At this point, just about everyone out there knows that the only thing "short" about a Short Sale is the payoff of the Seller's mortgage. And while it's true that the term was always meant to refer to the less than full payoff, the irony of "Short Sales" that take upwards of six months to complete has not been lost on anyone. Although, come to think of it, I haven't heard anyone laughing.
In response to mounting pressure from beleaguered homeowners who are just barely hanging on, a bipartisan bill is being sponsored by Reps. Robert Andrews (D-New Jersey) and Tom Rooney (R-Florida). The bill, Prompt Decision for Qualifications of Short Sale Act of 2010 (H.R.6133) seeks to alleviate the ongoing problem distressed seller's are experiencing as potential buyers walk away from their contract due to the inordinate amount of time many Servicers take to respond to a request for a Short Sale. The bill would require lenders to respond to short sale requests within 45 days.
The language of the bill (see excerpt below) is actually pretty strong at this point and is written to override any other provision of law or any contract between the servicer and the securitization vehicle. As the bill currently stands, the servicer is threatened with an automatic acceptance of any properly submitted short sale request if they fail to respond appropriately within 45 days.

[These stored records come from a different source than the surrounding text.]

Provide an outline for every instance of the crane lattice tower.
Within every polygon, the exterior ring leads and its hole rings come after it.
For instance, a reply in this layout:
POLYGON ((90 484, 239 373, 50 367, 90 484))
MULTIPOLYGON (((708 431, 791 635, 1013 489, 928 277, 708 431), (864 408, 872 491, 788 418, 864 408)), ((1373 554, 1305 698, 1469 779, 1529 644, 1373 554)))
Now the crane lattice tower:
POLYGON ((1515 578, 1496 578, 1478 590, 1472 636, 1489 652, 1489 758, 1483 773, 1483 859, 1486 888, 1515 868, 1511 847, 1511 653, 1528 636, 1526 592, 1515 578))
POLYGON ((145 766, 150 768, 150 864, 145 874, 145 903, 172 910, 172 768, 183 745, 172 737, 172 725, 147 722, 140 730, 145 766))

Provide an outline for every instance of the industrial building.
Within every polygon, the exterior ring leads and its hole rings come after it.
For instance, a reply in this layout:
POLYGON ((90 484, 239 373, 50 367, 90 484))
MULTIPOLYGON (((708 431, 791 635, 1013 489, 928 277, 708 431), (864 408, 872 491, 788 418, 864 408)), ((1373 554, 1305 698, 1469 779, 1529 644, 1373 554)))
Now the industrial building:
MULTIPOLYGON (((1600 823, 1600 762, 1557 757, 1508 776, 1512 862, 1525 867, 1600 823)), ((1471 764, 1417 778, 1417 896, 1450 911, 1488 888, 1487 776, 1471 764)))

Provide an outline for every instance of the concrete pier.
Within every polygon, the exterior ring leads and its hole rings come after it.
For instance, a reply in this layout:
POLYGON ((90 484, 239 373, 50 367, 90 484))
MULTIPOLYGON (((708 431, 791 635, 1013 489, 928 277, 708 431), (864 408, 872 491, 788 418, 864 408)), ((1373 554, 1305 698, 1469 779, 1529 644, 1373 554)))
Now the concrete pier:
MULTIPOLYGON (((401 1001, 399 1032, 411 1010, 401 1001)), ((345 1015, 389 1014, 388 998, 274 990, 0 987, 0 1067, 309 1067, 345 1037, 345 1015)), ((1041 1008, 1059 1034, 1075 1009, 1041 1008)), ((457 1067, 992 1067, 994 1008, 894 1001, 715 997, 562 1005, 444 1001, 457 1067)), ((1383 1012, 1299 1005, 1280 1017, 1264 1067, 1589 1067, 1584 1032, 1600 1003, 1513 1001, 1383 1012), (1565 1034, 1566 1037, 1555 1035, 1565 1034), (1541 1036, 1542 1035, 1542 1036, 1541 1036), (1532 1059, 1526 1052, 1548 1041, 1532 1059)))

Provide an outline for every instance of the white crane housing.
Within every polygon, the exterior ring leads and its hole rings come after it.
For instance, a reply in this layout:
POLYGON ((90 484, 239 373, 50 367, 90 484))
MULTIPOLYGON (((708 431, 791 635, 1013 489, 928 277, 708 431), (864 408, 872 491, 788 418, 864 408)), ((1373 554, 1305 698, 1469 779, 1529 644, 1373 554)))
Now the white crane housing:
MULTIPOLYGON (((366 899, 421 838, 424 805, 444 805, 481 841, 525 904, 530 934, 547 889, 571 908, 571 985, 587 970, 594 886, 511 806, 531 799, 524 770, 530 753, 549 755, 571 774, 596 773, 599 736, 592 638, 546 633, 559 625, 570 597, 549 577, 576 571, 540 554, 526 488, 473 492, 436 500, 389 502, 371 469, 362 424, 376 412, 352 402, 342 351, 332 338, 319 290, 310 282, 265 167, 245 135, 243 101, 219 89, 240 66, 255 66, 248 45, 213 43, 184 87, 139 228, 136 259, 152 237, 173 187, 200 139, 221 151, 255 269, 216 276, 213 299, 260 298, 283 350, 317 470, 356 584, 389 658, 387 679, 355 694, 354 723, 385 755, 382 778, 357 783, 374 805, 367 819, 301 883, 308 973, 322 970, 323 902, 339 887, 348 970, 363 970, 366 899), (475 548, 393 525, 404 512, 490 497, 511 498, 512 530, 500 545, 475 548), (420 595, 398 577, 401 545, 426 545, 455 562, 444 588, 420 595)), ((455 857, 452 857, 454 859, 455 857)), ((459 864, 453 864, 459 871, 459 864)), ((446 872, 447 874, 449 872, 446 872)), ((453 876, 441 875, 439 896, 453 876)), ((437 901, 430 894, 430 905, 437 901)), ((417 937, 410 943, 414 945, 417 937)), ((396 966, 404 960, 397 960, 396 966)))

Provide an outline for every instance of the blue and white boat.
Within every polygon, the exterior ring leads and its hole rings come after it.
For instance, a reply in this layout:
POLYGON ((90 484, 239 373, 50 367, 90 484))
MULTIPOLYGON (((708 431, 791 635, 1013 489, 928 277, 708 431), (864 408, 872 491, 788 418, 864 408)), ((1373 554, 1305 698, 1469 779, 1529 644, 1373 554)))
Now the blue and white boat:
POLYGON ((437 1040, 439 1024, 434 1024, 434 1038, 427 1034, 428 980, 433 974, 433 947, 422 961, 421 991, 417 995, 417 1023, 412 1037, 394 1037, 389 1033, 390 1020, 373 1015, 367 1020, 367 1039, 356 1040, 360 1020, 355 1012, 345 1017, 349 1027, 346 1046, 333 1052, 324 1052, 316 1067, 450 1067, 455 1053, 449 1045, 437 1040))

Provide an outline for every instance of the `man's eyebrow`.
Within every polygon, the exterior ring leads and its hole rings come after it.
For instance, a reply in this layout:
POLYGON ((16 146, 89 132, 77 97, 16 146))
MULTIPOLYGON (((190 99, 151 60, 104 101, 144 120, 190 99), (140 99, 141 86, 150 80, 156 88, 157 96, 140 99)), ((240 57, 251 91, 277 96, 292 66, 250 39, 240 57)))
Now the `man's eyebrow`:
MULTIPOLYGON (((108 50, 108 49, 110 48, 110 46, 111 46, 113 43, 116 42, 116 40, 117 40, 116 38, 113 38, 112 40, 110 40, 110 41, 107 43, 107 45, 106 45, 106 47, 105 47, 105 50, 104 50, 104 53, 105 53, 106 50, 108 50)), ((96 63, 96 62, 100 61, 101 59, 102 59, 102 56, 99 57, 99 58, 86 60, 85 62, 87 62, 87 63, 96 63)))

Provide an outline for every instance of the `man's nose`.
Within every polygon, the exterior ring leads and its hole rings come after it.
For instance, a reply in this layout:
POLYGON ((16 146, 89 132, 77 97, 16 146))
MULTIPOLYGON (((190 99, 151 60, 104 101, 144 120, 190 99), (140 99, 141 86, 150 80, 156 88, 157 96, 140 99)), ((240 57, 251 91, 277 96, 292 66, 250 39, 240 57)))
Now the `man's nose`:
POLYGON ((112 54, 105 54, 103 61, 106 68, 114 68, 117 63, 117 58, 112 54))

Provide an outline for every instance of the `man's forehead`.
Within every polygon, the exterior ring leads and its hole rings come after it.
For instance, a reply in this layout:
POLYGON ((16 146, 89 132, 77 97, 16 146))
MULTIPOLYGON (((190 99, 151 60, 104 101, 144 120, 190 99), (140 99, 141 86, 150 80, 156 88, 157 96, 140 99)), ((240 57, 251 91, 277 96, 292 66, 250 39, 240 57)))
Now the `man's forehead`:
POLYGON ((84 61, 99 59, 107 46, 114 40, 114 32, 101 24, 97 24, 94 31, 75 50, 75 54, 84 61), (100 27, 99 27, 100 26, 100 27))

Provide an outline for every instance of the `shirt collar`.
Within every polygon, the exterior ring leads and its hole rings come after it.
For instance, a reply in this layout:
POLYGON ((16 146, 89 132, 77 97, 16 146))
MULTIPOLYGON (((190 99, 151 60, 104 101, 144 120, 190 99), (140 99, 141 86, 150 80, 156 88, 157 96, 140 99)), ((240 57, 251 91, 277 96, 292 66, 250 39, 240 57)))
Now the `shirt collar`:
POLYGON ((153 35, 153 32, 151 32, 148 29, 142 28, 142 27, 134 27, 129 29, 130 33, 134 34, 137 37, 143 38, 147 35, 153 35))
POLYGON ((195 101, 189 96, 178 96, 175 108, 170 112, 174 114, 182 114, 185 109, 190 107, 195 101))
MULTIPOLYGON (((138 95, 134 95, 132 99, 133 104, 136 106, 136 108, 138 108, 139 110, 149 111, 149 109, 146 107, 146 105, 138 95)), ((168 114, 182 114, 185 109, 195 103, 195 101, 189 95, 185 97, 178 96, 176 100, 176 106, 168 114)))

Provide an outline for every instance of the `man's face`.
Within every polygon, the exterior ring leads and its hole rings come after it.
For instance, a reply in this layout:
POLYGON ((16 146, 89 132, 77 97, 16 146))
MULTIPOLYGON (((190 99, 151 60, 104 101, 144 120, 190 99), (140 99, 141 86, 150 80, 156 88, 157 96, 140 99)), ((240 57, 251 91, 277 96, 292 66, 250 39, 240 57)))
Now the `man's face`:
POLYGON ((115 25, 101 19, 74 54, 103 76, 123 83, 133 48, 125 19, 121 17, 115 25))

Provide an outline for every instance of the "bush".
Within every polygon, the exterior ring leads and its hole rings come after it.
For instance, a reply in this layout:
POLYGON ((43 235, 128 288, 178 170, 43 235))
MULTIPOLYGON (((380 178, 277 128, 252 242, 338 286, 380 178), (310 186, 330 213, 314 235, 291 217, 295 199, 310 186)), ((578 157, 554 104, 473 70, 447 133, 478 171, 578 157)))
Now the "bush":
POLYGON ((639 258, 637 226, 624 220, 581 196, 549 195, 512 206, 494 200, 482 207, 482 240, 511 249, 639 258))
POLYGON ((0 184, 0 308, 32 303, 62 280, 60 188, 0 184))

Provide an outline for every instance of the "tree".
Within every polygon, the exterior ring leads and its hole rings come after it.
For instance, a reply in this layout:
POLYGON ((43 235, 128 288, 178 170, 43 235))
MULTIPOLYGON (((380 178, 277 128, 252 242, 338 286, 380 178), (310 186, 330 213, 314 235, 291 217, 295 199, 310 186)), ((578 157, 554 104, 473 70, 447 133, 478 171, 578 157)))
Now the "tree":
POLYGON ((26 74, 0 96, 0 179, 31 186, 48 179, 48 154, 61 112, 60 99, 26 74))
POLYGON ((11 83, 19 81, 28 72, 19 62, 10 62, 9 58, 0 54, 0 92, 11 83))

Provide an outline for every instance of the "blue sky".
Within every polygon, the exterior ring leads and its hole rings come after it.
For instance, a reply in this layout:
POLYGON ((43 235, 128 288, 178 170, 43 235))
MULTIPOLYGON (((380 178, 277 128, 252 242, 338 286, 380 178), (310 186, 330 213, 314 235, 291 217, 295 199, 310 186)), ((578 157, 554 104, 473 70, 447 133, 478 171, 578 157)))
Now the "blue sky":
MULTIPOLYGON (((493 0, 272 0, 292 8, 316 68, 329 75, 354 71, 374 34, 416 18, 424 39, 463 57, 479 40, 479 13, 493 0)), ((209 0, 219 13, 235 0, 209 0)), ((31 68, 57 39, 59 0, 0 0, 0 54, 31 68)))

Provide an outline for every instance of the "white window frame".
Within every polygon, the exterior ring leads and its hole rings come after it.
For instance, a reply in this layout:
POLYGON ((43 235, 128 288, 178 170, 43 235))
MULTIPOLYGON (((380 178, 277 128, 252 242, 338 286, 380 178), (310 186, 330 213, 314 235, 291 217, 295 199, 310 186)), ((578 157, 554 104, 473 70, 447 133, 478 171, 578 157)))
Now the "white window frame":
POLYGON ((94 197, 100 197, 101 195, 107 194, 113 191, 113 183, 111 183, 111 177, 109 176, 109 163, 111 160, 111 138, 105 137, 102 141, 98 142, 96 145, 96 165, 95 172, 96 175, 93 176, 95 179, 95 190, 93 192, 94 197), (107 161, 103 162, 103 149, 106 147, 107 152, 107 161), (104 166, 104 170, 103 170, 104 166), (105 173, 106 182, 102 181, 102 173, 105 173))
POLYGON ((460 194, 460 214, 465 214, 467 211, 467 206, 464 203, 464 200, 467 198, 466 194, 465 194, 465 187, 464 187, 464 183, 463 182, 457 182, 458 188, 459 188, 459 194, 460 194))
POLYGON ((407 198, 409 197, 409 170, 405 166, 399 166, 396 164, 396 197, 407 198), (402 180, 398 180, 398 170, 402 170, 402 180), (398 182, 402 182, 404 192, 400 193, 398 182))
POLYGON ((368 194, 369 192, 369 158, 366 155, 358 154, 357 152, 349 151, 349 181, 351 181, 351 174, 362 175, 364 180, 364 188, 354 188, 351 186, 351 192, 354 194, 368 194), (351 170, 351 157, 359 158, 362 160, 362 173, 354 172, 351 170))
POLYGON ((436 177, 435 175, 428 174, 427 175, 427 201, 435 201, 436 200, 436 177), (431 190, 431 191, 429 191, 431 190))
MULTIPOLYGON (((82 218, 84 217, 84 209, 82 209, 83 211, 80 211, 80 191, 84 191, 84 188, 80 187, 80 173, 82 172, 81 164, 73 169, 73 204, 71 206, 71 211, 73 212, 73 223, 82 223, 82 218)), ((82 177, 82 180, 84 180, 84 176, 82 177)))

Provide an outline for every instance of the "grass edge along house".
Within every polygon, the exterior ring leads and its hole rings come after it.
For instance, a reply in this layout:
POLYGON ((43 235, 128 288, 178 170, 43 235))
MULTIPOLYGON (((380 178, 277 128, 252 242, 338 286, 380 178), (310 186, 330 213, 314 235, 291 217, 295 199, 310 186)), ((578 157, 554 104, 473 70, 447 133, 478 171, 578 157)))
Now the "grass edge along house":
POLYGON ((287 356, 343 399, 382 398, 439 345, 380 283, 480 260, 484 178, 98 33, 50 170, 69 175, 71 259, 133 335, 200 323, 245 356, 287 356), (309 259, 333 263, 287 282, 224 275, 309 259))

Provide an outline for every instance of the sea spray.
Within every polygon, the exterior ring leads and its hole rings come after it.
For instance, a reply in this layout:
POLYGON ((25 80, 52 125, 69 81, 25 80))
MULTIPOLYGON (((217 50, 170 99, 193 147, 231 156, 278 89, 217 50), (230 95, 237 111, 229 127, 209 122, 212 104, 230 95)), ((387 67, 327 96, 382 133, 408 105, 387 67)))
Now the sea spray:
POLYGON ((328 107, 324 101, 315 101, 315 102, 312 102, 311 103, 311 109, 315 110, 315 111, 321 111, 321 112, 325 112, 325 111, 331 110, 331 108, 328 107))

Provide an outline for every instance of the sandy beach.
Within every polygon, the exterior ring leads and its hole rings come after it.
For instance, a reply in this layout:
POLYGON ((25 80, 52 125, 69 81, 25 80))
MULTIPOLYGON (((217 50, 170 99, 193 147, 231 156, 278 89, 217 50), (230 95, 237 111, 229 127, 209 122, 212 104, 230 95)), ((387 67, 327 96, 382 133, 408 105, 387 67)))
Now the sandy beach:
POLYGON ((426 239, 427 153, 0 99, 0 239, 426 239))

"Except as provided in subsection (b) and notwithstanding any other provision of law or of any contract, including a contract between a servicer of a residential mortgage loan and a securitization vehicle or other investment vehicle, if the mortgagor under a residential mortgage loan submits to the servicer of the mortgage loan a written request for a short sale of the dwelling or residential real property that is subject to the mortgage, deed or trust, or other security interest that secures the mortgage loan, and all information required by the servicer in connection with such a request (including a copy of an executed contract between the owner of the dwelling or property and the prospective buyer that is subject to approval by the servicer), and the mortgagor does not receive from the servicer, before the expiration of the 45-day period beginning upon receipt by the servicer of such request and information, a written notification of whether such request has been approved, that such request has been approved subject to specified changes, or that additional information is required for such a determination, such request shall be considered to have been approved by the servicer."